「設定は面白いが、浅い」プレデター バッドランド SP_Hitoshiさんの映画レビュー(感想・評価)
設定は面白いが、浅い
<良いところ>
設定が面白い
・これまで敵だったプレデターが主人公
・人間が登場しない。プレデターとアンドロイドのみ
・プレデターを主人公にすることで、これまで未知だった敵側の視点での価値観や背景を知ることができる
<良くないところ>
ストーリーや世界観が浅い
・プレデター側の文化である、「ハンティングにより力を証明する」「名誉を重んじる」「家族愛などは弱さとみなされる」などの価値観が、いわゆる現代風・欧米的価値観に更新される、というストーリーになっているが、こういったパターンの物語は「我々の信じている現代の価値観こそが正しい」と異文化を断罪する傲慢さを感じて、「浅い」「短絡的」と感じる。
・プレデター側の文化は日本で言ったら武士道だとか、中世までの価値観などを参考にしたものだと思うので、なおさらそう感じる。2つの文化が衝突することによってお互いに「気づき」があったり、我々の現代の価値観に疑問を呈するような展開であれば面白いと思うのだが、そうではなかった。
・世界観でいうと、プレデターの星では、何百年も技術や文化が進歩していないのだろうか?とか、彼らの高度な技術(宇宙船、武器、光学迷彩などの道具)は誰によって製造されていて、どう維持されているのだろうか?といったような背景が考えられていないように感じた。彼らの世界には戦闘者しかいないのか? せっかくプレデター側を主人公にしたのであれば、その辺を描くことで深みをもたせられたと思う。

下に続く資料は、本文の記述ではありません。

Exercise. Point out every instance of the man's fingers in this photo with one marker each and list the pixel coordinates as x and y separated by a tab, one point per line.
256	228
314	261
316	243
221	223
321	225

・主人公補正のご都合展開。味方の命は一人でも大切なのに敵は大量虐殺して罪悪感なし? もともとの仲間でも敵となったら無慈悲に殺すのもどうなのか。
あと、これは最近のSF映画で常に感じることなのだけど、「急激に再生する描写のCG」はもうやめたほうがいいんじゃないか。ドラゴンボールでピッコロが腕を一瞬に再生するくらいなら、まだ漫画なのでそこまで違和感がないが、実写映像でこれをやると、あまりに非現実的で冷める。強敵に対してこういう「急激に再生する」という映像を安易に使いすぎている。再生した部分の物質はどこから生成されているのか、という、誰もが思いつく矛盾に無頓着でいることは映画の作り手の怠慢だと思う。「エンタメだからええやん」ということでこういう安易で便利な表現を続けていると、SF映画がどんどん面白くなくなっていく。超技術、超未来を扱っても、現実の物理法則でありえないことをやらない、というところを守らないと、SFならではの面白さがなくなっていく。